I settle in as Headmaster Crumpet stokes a dying fire in a wood-burning stove in the corner of his cramped office. The room smells like wood-smoke and old paper, and the light from a dull, yellow lamp makes everything look old and kind of sad. The walls are lined with shelves crammed full with toys still in their boxes. There are paddles that have red balls attached with strings, colorful clowns standing in boxes, stuffed animals like the ones you can win at the boardwalk arcade, red cars, blue airplanes, long strings of connected railway cars, blocks, games, kaleidoscopes, and a hundred more things I've never seen before.

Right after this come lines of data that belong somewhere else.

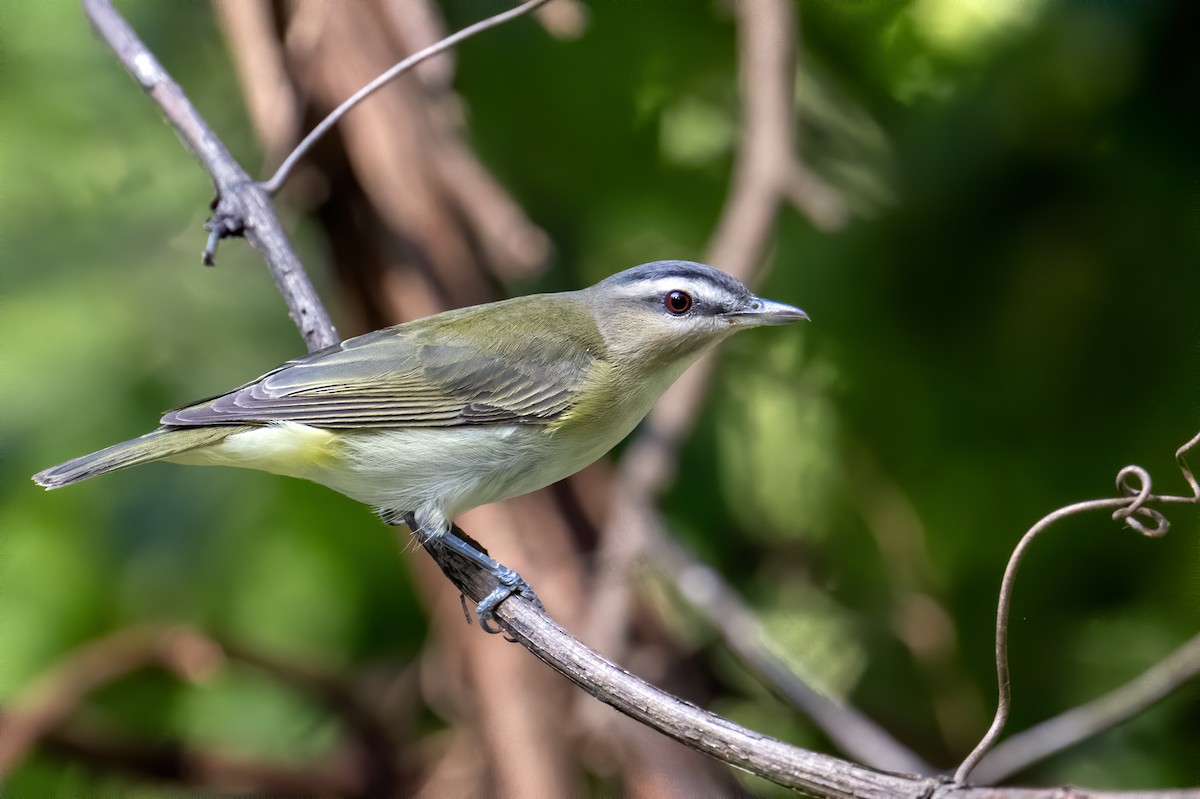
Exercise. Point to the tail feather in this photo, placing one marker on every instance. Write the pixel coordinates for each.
(160, 444)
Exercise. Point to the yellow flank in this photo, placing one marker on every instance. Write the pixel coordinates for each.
(280, 448)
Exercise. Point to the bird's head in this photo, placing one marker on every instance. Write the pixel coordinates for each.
(666, 312)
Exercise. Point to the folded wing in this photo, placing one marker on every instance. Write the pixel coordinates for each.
(403, 377)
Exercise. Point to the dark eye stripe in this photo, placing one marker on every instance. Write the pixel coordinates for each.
(677, 302)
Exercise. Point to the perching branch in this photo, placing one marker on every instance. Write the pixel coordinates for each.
(697, 728)
(706, 732)
(709, 595)
(40, 715)
(1134, 509)
(241, 206)
(767, 174)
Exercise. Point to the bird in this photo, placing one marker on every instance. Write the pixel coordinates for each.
(429, 419)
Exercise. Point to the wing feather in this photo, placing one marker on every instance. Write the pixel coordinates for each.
(425, 374)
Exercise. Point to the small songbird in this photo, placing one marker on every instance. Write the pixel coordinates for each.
(429, 419)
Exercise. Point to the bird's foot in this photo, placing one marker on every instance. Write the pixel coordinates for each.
(510, 582)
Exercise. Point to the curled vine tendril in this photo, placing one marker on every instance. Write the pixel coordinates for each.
(1134, 481)
(1132, 508)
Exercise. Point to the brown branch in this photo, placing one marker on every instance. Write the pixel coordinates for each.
(281, 175)
(40, 714)
(708, 733)
(766, 174)
(849, 728)
(1133, 508)
(1053, 736)
(241, 206)
(227, 774)
(55, 695)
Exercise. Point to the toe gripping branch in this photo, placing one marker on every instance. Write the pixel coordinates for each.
(509, 582)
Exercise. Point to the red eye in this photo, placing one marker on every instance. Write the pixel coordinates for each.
(677, 302)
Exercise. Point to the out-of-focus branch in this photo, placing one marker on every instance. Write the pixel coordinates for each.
(243, 208)
(41, 713)
(262, 71)
(720, 606)
(52, 698)
(767, 173)
(285, 169)
(1134, 509)
(1053, 736)
(192, 767)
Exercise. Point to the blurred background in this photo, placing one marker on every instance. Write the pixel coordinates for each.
(995, 226)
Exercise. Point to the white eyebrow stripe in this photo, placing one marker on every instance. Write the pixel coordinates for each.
(640, 289)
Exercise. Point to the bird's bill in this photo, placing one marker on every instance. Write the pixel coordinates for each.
(760, 312)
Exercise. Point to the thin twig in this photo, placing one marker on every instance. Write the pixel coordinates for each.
(241, 206)
(706, 732)
(1053, 736)
(1132, 508)
(281, 175)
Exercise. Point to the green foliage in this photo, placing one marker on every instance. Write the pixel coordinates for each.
(1008, 319)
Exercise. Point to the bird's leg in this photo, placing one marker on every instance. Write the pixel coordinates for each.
(510, 582)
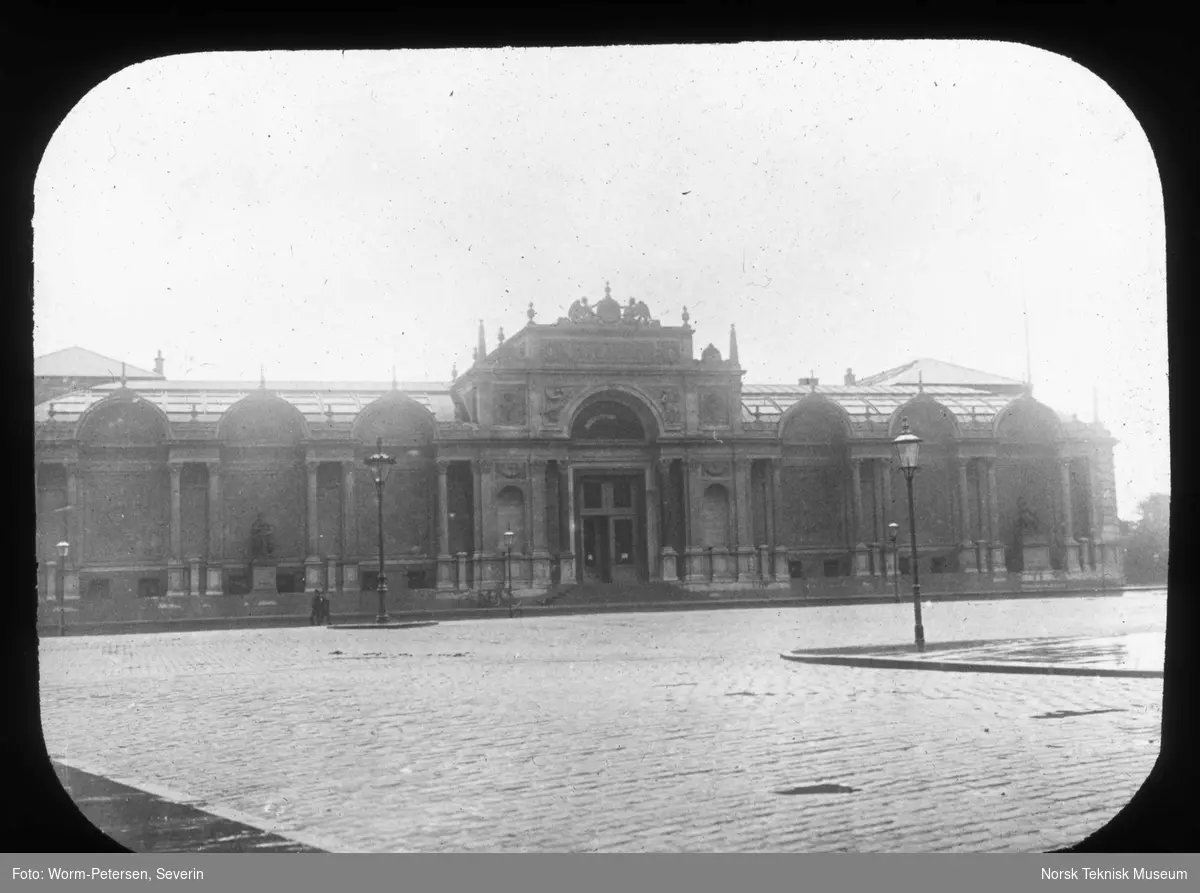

A cold lump forms in my throat. This is a vampire who never got to be a boy. He didn't have a real childhood like I did, where he could play Pass The Jellyfish with his best friend, or break a bunch of his mom's ugly shell bras and hide the pieces inside a scalding hydrothermal vent so she'd never find them.
He takes a seat behind the massive desk, his small head peeking over the top like a fingerling trying to ride a blue whale.
"Waverly, I brought you to my office because I want to chat with you about the school policy regarding dating." He stares at me intently with those cornflower-blue eyes, and I squirm a little.
"There's a policy? I hadn't heard that before."
"It's rather new," Headmaster Crumpet says, coughing. He picks up a pile of small, metallic beads from his desk and forms them into a three-dimensional shape, like a hexagon or pentagon or whatnot (I would know the name if I wasn't math-intolerant). But what I do know is that the headmaster is no longer looking me in the eye. He's hiding something. Which of course means, I have to find out what it is.
"Nothing at all happened with Pierce. Mr. Sharkweather just hates me." I cleverly bring up Sharkweather's name to see Crumpet's reaction.
"No one hates you," he says, defending Sharkweather. Hmmm. Very sketchy. "I am afraid you are confined to campus for the next month. But that shouldn't be a problem, right?" He looks at me with a serious expression. "You don't need to leave the school grounds, after all. We have everything you need right here, and I don't want to see you get hurt."
"What do you mean?"
"Only that fairy princess Iridessa has set some new, highly unbreakable, and rather nasty fairy spells at the campus borders. And don't bother using Pickles to wish the spell away. Princess Iridessa's enchantments are stronger than any fairy godmother magic. We've always had human deflection spells in place to keep non-magical beings from discovering the school, but now, I'm afraid, they have been enhanced to keep the students contained."
My jaw drops. "You know about Pickles being my fairy godmother?"
"I know everything that happens at this school."
"You can't hold me prisoner."
"This is high school, Miss Fishwater. Of course we can."
Is Crumpet working with Sharkweather? I can't believe it. But why else would he be acting this way? I am so glad we didn't share our findings about the water being poisoned with the headmaster.
"Is that it? I should get back to class."
"That is all, Miss Fishwater."
I stand, the chair scraping against the wood floor. "Uh, thanks," I say, then I practically run back to math class. If you'd asked me yesterday whether I would ever rush toward math, I'd have said you were crazy. But I need to see my friends. Tonight, I am sneaking onto that yacht. Period. And I will figure out Sharkweather's dastardly plan.
Now all I have to do is figure out how to break an unbreakable fairy spell. But hey, it can't be as hard as counting sand!